What does President Bush's top health official have to say about battling our bulge?
WebMD Weight Loss Clinic - Live Events Transcript
Event Date: June 2003
Obesity is a big problem in the U.S. Some say it's an epidemic, with statistics revealing that as a nation we are heavier now than we've ever been. The impact on our health care system and our economy make curbing obesity everyone's concern. Health and Human Services Secretary Tommy Thompson and WebMD's weight management expert, Kelly D. Brownell, PhD, joined us to discuss the heavy cost of obesity.
The opinions expressed herein are the guests' alone and have not been reviewed by a WebMD physician. If you have questions about your health, you should consult your personal physician. This event is meant for informational purposes only.
Moderator: Welcome to WebMD Live, Sec. Thompson.
Thompson: Thank you very much. Thank you for giving me this opportunity to speak on WebMD; I'm delighted to speak on the topics of obesity, diabetes, heart disease, and Medicare. In other words: wellness. Wellness is the absolute thing that we should do in order to improve the health conditions for all Americans. We are spending 90%-plus of our money in Medicare to treat people after they become ill, and spend thousands of dollars getting them well again, but just a very small percentage of dollars to keep them well in the first place.
My mission at the Department is to transform those percentages and put the emphasis on prevention.
- Don't smoke
- Eat properly
- Lose weight if you need to
If you follow those rules, you can be a lot healthier, more productive, and be able to have a very long and successful life.
Moderator: How are you going to sell prevention to the American public? We've all heard the messages before.
Thompson: In a number of ways:
- I am using my bully pulpit. In fact, I have just given two speeches on it today to thousands of individuals.
- I am asking the restaurant association, the fast food industry, and the soft-drinks industry to work with us to put healthier items on their menus and help promote good nutrition, as well as good exercise.
- I am encouraging health insurance companies across America to step up and give health credits for good lifestyles when they purchase health insurance, like automobile insurance companies give credits for good driving habits when you purchase automobile insurance.
- We are putting on a prevention program in the Department of Health and Human Services to get more information out to individuals in several different languages.
- We are starting a program called Healthy Cities, in which cities will be able to receive grant dollars from us for reducing diabetes, obesity, asthma, and by putting in recreation facilities for walking and exercising. For that money, and those results that will derive from these cities' good behavior, they will be able to be designated as the healthy cities in America.
- Finally, we are putting a huge emphasis on information and direct involvement with minority groups all across America to educate, encourage, and hopefully change lifestyles in minority communities as it relates to proper nutrition and exercise in order to drive down or reduce the epidemics of obesity, asthma, and diabetes in those communities.
Member: What about getting insurance companies to provide benefits for weight-reduction programs and nutritional assistance?
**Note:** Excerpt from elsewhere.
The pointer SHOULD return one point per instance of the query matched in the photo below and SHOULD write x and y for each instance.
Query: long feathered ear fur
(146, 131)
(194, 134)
Thompson: I happen to believe that that is a very good concept. The only problem is how to regulate it to make sure that people who get the credit are actually doing it. But I am very favorably disposed to that concept, the same way automobile insurance companies now give credit to good drivers and good driving habits when you purchase automobile insurance.
I just got done speaking to the Association of Health Plan Managers and Owners this afternoon, several thousand of which were in Washington, D.C., and I asked them to assist me in getting involved in doing those things that will help stimulate changes of lifestyle, such as good nutrition, proper exercise, and to be involved more directly in disease management. I pointed out why it would be a good investment for them and their companies, their shareholders, and their patients, to do just that.
Member: Britain and Australia are considering a VAT (value added tax) on unhealthy foods to counteract the high cost of obesity related diseases. Is this possible in the U.S.?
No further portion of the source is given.